Intervenants

 

3 décembre 2025

13:30 – 14:15
Salle Proudhon

Thierry Brugvin

Thierry Brugvin est Maître de conférences associé à l’UFR STGI de Belfort et titulaire d’un doctorat en sociologie. Membre du CREGO (Bourgogne-Franche-Comté) et du laboratoire Logiques de l’Agir (Besançon), il enseigne la sociologie à l’université depuis une vingtaine d’années. Spécialisé en écologie sociale, il a publié en 2024 Effondrement : 20 scénarios aux Éditions Yves Michel. Son activité scientifique comprend 39 publications, dont 6 ouvrages individuels, 1 direction d’ouvrage, 18 contributions à des ouvrages collectifs et 13 articles dans des revues nationales ou internationales à comité de lecture. Il a participé à 49 colloques scientifiques, dont 20 internationaux. En parallèle, il a rédigé plus de 60 articles de vulgarisation et animé plus d’une cinquantaine de conférences, notamment auprès d’associations, pour diffuser ses travaux auprès d’un large public.

 

Quelles sont les limites à respecter pour conserver une planète viable ?

La biosphère fait face à un risque grave d’effondrement en raison du réchauffement climatique, du dérèglement des écosystèmes et du dépassement des limites écologiques planétaires. Selon le WWF, sur les neuf frontières à ne pas franchir pour maintenir un équilibre durable, six sont déjà dépassées. Le réchauffement global entraîne une raréfaction de l’eau, une baisse des rendements agricoles et donc un risque accru de famines massives, faisant du climat la menace la plus pressante pour l’humanité.
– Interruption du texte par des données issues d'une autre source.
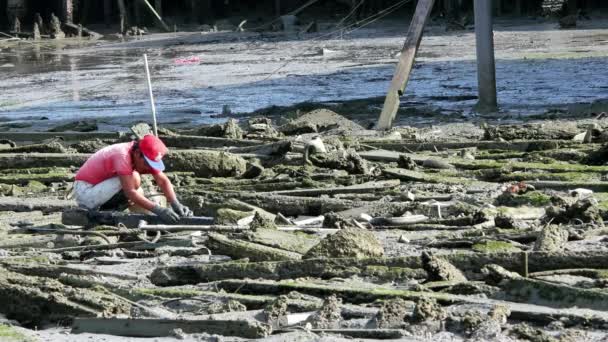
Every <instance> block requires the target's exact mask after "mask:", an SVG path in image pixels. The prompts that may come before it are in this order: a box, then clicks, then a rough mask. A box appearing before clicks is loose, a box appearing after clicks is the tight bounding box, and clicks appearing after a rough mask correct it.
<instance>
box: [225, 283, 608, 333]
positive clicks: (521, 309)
mask: <svg viewBox="0 0 608 342" xmlns="http://www.w3.org/2000/svg"><path fill="white" fill-rule="evenodd" d="M216 284H217V286H218V287H219V288H221V289H224V290H225V291H236V290H238V291H239V292H241V293H246V294H255V293H274V294H283V293H289V292H291V291H297V292H300V293H305V294H311V295H315V296H322V297H324V296H329V295H332V294H337V295H338V296H340V297H341V298H342V299H343V300H344V301H345V302H350V303H365V302H368V303H369V302H374V301H376V300H378V299H386V298H402V299H405V300H414V301H417V300H419V299H424V298H432V299H435V300H437V301H438V302H439V303H442V304H455V303H469V304H481V305H486V306H494V305H507V306H508V307H509V309H510V310H511V318H514V319H523V320H527V321H529V320H533V321H537V322H547V323H548V322H550V321H556V320H557V321H559V320H561V319H563V320H565V321H566V322H568V324H569V325H576V324H585V325H586V326H593V327H600V328H602V327H604V326H605V324H608V313H607V312H605V311H597V310H589V309H555V308H548V307H543V306H540V305H534V304H527V303H525V304H524V303H516V302H508V301H502V300H495V299H486V298H478V297H471V296H463V295H453V294H447V293H436V292H426V291H406V290H399V289H395V288H386V287H373V288H361V287H350V286H341V285H337V284H331V285H321V284H313V283H307V282H295V281H285V282H272V281H259V280H225V281H221V282H217V283H216Z"/></svg>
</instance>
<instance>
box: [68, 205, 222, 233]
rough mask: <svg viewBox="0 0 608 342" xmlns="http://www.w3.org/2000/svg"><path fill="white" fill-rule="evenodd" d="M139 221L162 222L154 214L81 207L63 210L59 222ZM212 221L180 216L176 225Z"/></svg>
mask: <svg viewBox="0 0 608 342" xmlns="http://www.w3.org/2000/svg"><path fill="white" fill-rule="evenodd" d="M141 221H145V222H146V223H150V224H162V223H163V222H162V221H161V219H160V217H158V216H156V215H144V214H129V213H120V212H114V211H89V210H86V209H82V208H73V209H71V210H65V211H64V212H63V214H62V216H61V222H62V223H63V224H65V225H69V226H91V225H95V226H97V225H108V226H116V225H118V224H123V225H125V226H126V227H127V228H137V227H139V225H140V222H141ZM212 223H213V218H212V217H182V218H180V219H179V221H178V222H177V223H176V225H209V224H212Z"/></svg>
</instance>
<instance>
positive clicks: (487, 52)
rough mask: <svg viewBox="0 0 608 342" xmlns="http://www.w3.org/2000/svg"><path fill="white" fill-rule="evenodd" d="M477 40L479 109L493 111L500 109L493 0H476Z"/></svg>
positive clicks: (476, 25)
mask: <svg viewBox="0 0 608 342" xmlns="http://www.w3.org/2000/svg"><path fill="white" fill-rule="evenodd" d="M475 40H476V45H477V84H478V91H479V102H478V103H477V106H476V107H477V108H476V109H477V111H479V112H481V113H491V112H495V111H496V110H497V109H498V103H497V100H496V66H495V64H494V63H495V62H494V32H493V30H492V2H491V1H489V0H475Z"/></svg>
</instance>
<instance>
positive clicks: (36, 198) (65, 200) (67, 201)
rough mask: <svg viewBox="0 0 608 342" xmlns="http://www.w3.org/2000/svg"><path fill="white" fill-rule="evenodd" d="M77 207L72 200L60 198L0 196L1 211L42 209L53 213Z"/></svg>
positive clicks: (40, 210) (42, 210)
mask: <svg viewBox="0 0 608 342" xmlns="http://www.w3.org/2000/svg"><path fill="white" fill-rule="evenodd" d="M74 207H76V202H74V201H72V200H60V199H57V198H18V197H0V211H16V212H26V211H35V210H38V211H42V212H43V213H53V212H59V211H64V210H68V209H70V208H74Z"/></svg>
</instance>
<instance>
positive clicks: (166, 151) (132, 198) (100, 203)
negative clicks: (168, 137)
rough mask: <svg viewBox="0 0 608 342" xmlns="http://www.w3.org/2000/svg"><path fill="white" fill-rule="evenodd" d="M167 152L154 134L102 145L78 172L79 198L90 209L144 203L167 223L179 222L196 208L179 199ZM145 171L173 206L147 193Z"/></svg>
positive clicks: (78, 201) (143, 203) (76, 179)
mask: <svg viewBox="0 0 608 342" xmlns="http://www.w3.org/2000/svg"><path fill="white" fill-rule="evenodd" d="M166 153H167V147H166V146H165V144H164V143H163V142H162V141H161V140H160V139H159V138H157V137H155V136H154V135H146V136H144V137H143V138H142V139H140V140H139V141H133V142H128V143H121V144H114V145H111V146H107V147H104V148H102V149H101V150H99V151H97V152H95V154H93V155H92V156H91V157H90V158H89V159H88V160H87V161H86V162H85V163H84V165H82V167H81V168H80V170H78V173H76V178H75V182H74V196H75V199H76V202H77V203H78V205H79V206H80V207H83V208H87V209H89V210H98V209H102V210H103V209H105V210H108V209H118V208H119V209H121V210H124V209H126V208H127V206H131V207H133V206H135V207H140V208H143V209H146V210H149V211H151V212H153V213H154V214H156V215H158V216H160V218H161V219H162V220H163V221H164V222H166V223H176V222H177V221H178V220H179V218H180V216H191V215H192V211H191V210H190V209H189V208H188V207H186V206H184V205H182V204H181V203H179V201H178V200H177V197H176V196H175V191H173V185H172V184H171V181H170V180H169V179H168V178H167V176H166V175H165V174H164V173H163V171H164V170H165V165H164V163H163V161H162V158H163V156H164V155H165V154H166ZM144 174H151V175H152V177H154V180H155V181H156V184H157V185H158V186H159V187H160V188H161V190H162V192H163V194H164V195H165V197H166V198H167V202H168V203H170V204H171V208H163V207H161V206H158V205H156V204H155V203H154V202H152V201H150V200H149V199H147V198H146V197H145V196H144V195H143V191H142V190H141V188H140V185H141V175H144ZM121 206H122V207H121Z"/></svg>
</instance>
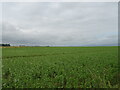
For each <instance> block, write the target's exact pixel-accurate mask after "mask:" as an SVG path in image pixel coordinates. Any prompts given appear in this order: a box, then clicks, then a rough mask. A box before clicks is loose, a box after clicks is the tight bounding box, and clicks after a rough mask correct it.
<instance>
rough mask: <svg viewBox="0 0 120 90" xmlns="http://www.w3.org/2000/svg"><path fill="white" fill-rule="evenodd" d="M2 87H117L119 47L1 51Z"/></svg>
mask: <svg viewBox="0 0 120 90" xmlns="http://www.w3.org/2000/svg"><path fill="white" fill-rule="evenodd" d="M2 64H3V68H2V70H3V71H2V72H3V73H2V79H3V80H2V87H3V88H118V86H119V83H118V77H119V74H118V47H117V46H113V47H21V48H3V49H2Z"/></svg>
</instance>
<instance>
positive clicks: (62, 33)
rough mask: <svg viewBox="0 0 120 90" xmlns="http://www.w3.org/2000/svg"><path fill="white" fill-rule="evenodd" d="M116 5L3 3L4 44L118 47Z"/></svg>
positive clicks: (74, 3)
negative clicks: (98, 45) (70, 45)
mask: <svg viewBox="0 0 120 90" xmlns="http://www.w3.org/2000/svg"><path fill="white" fill-rule="evenodd" d="M117 15H118V11H117V3H114V2H112V3H78V2H77V3H73V2H71V3H70V2H68V3H65V2H64V3H63V2H62V3H60V2H59V3H42V2H39V3H25V2H24V3H3V22H4V23H3V42H4V43H11V44H12V45H20V44H25V45H117V37H118V36H117V33H118V31H117V27H118V23H117V19H118V17H117Z"/></svg>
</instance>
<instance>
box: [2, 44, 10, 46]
mask: <svg viewBox="0 0 120 90" xmlns="http://www.w3.org/2000/svg"><path fill="white" fill-rule="evenodd" d="M0 46H10V44H0Z"/></svg>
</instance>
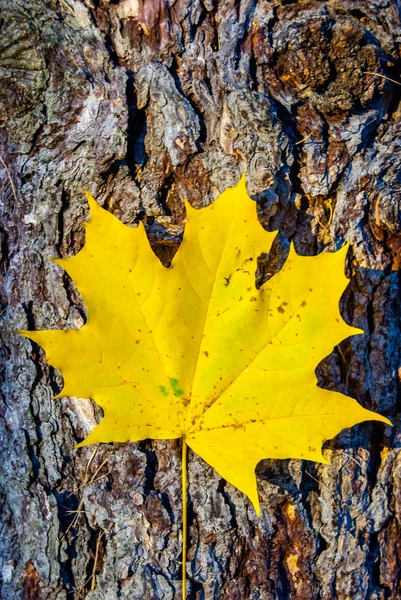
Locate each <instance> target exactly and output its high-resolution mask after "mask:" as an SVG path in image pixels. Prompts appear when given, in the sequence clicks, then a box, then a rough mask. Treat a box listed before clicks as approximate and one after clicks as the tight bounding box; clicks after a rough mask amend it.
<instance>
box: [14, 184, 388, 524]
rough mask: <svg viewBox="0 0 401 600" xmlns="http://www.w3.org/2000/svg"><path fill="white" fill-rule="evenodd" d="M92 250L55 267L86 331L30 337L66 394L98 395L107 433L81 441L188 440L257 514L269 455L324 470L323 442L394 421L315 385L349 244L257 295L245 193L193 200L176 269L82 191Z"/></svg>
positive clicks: (275, 281) (290, 251) (309, 264)
mask: <svg viewBox="0 0 401 600" xmlns="http://www.w3.org/2000/svg"><path fill="white" fill-rule="evenodd" d="M88 201H89V205H90V220H89V221H88V222H87V223H86V224H85V228H86V244H85V246H84V248H83V249H82V250H81V251H80V252H79V253H78V254H77V255H76V256H74V257H73V258H68V259H61V260H56V261H55V262H56V263H57V264H58V265H60V266H62V267H63V268H64V269H65V270H66V271H67V272H68V273H69V275H70V276H71V277H72V279H73V280H74V282H75V283H76V285H77V287H78V289H79V291H80V292H81V294H82V296H83V298H84V301H85V304H86V307H87V311H88V321H87V323H86V324H85V325H84V326H83V327H82V328H81V329H79V330H67V331H36V332H32V331H29V332H22V333H23V334H24V335H26V336H27V337H29V338H30V339H32V340H34V341H35V342H37V343H38V344H40V345H41V346H43V348H44V349H45V351H46V354H47V360H48V362H49V363H51V364H52V365H53V366H54V367H55V368H56V369H58V370H59V371H60V372H61V373H62V375H63V377H64V388H63V391H62V393H61V394H59V396H78V397H82V398H93V399H94V400H95V401H96V402H97V404H99V405H100V406H101V407H102V408H103V410H104V418H103V420H102V421H101V423H100V424H99V425H98V426H97V427H96V428H95V429H94V430H93V431H92V432H91V433H90V434H89V436H88V437H87V438H86V440H84V442H82V444H80V445H86V444H94V443H98V442H126V441H129V440H131V441H137V440H143V439H145V438H153V439H174V438H181V437H182V438H183V439H184V443H185V444H188V446H190V448H192V450H193V451H194V452H196V453H197V454H199V455H200V456H201V457H202V458H203V459H204V460H205V461H206V462H207V463H209V464H210V465H212V466H213V467H214V468H215V469H216V471H217V472H218V473H219V474H220V475H221V476H222V477H224V478H225V479H226V480H227V481H228V482H230V483H231V484H233V485H234V486H236V487H237V488H238V489H239V490H241V491H242V492H243V493H244V494H246V495H247V496H248V497H249V498H250V500H251V501H252V503H253V505H254V507H255V510H256V512H257V513H259V500H258V494H257V486H256V477H255V466H256V464H257V463H258V462H259V461H260V460H261V459H263V458H268V457H269V458H298V459H308V460H313V461H318V462H326V460H325V459H324V457H323V455H322V451H321V447H322V442H323V441H324V440H326V439H330V438H332V437H334V436H335V435H336V434H337V433H339V432H340V431H341V430H342V429H344V428H345V427H351V426H352V425H354V424H356V423H360V422H362V421H366V420H370V419H374V420H377V421H382V422H383V423H389V424H390V422H389V421H388V419H386V418H385V417H382V416H380V415H378V414H376V413H373V412H371V411H369V410H366V409H365V408H363V407H362V406H360V405H359V404H358V402H357V401H356V400H353V399H352V398H349V397H347V396H344V395H342V394H340V393H338V392H333V391H327V390H324V389H321V388H320V387H318V386H317V383H316V376H315V368H316V366H317V364H318V363H319V361H320V360H322V359H323V358H324V357H325V356H327V355H328V354H329V353H330V352H331V351H332V349H333V347H334V346H335V345H336V344H338V343H339V342H340V341H341V340H343V339H344V338H346V337H348V336H351V335H355V334H358V333H362V332H361V330H358V329H355V328H353V327H350V326H349V325H347V324H346V323H345V322H344V321H343V319H342V317H341V315H340V311H339V300H340V297H341V294H342V293H343V291H344V289H345V287H346V285H347V283H348V281H347V279H346V277H345V275H344V260H345V255H346V251H347V250H346V248H343V249H342V250H340V251H338V252H335V253H328V252H323V253H321V254H320V255H318V256H314V257H303V256H299V255H297V254H296V252H295V250H294V248H293V247H291V251H290V254H289V257H288V260H287V261H286V263H285V265H284V267H283V269H282V270H281V271H280V272H279V273H278V274H277V275H275V276H274V277H273V278H272V279H270V280H269V281H268V282H267V283H265V284H264V285H263V286H262V287H261V288H260V289H256V287H255V270H256V262H257V257H258V256H259V255H260V254H261V253H262V252H268V251H269V249H270V247H271V244H272V242H273V239H274V237H275V233H268V232H266V231H265V230H264V229H263V228H262V226H261V225H260V223H259V222H258V218H257V211H256V204H255V202H253V201H252V200H251V199H250V198H249V196H248V194H247V192H246V187H245V179H244V177H243V178H242V179H241V181H240V182H239V184H238V185H237V186H236V187H234V188H230V189H227V190H226V191H225V192H224V193H223V194H222V195H221V196H220V197H219V198H218V199H217V200H216V201H215V202H214V203H213V204H212V205H211V206H209V207H207V208H203V209H201V210H194V209H193V208H191V206H190V205H189V204H188V203H187V204H186V209H187V215H188V220H187V225H186V229H185V235H184V240H183V242H182V244H181V246H180V248H179V250H178V252H177V254H176V256H175V258H174V260H173V262H172V265H171V267H170V268H168V269H167V268H165V267H163V266H162V265H161V263H160V262H159V260H158V258H157V257H156V256H155V255H154V253H153V252H152V250H151V248H150V246H149V243H148V240H147V237H146V233H145V229H144V226H143V224H142V223H140V224H139V226H138V227H137V228H131V227H127V226H125V225H123V224H122V223H121V222H120V221H118V219H116V218H115V217H114V216H112V215H111V214H110V213H108V212H107V211H105V210H103V209H102V208H100V207H99V206H98V205H97V203H96V202H95V201H94V200H93V198H92V197H91V196H90V195H89V194H88Z"/></svg>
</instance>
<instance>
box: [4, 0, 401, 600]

Par ailleurs, la majorité des ressources non renouvelables sera épuisée entre 2040 et 2090 : le pétrole pourrait disparaître dès 2050, le gaz naturel autour de 2070 et le charbon vers 2160, tandis que les réserves de fer devraient être taries d’ici 2090. Dans ce contexte, il est essentiel de limiter l’empreinte écologique et l’empreinte carbone, tant à l’échelle planétaire qu’individuelle, afin d’assurer la survie du plus grand nombre. Plusieurs scénarios écologiques sont envisagés pour l’avenir de l’humanité, notamment ceux du GIEC, de l’ADEME, du rapport Meadows, ainsi que six autres modèles articulant les enjeux technologiques et écologiques.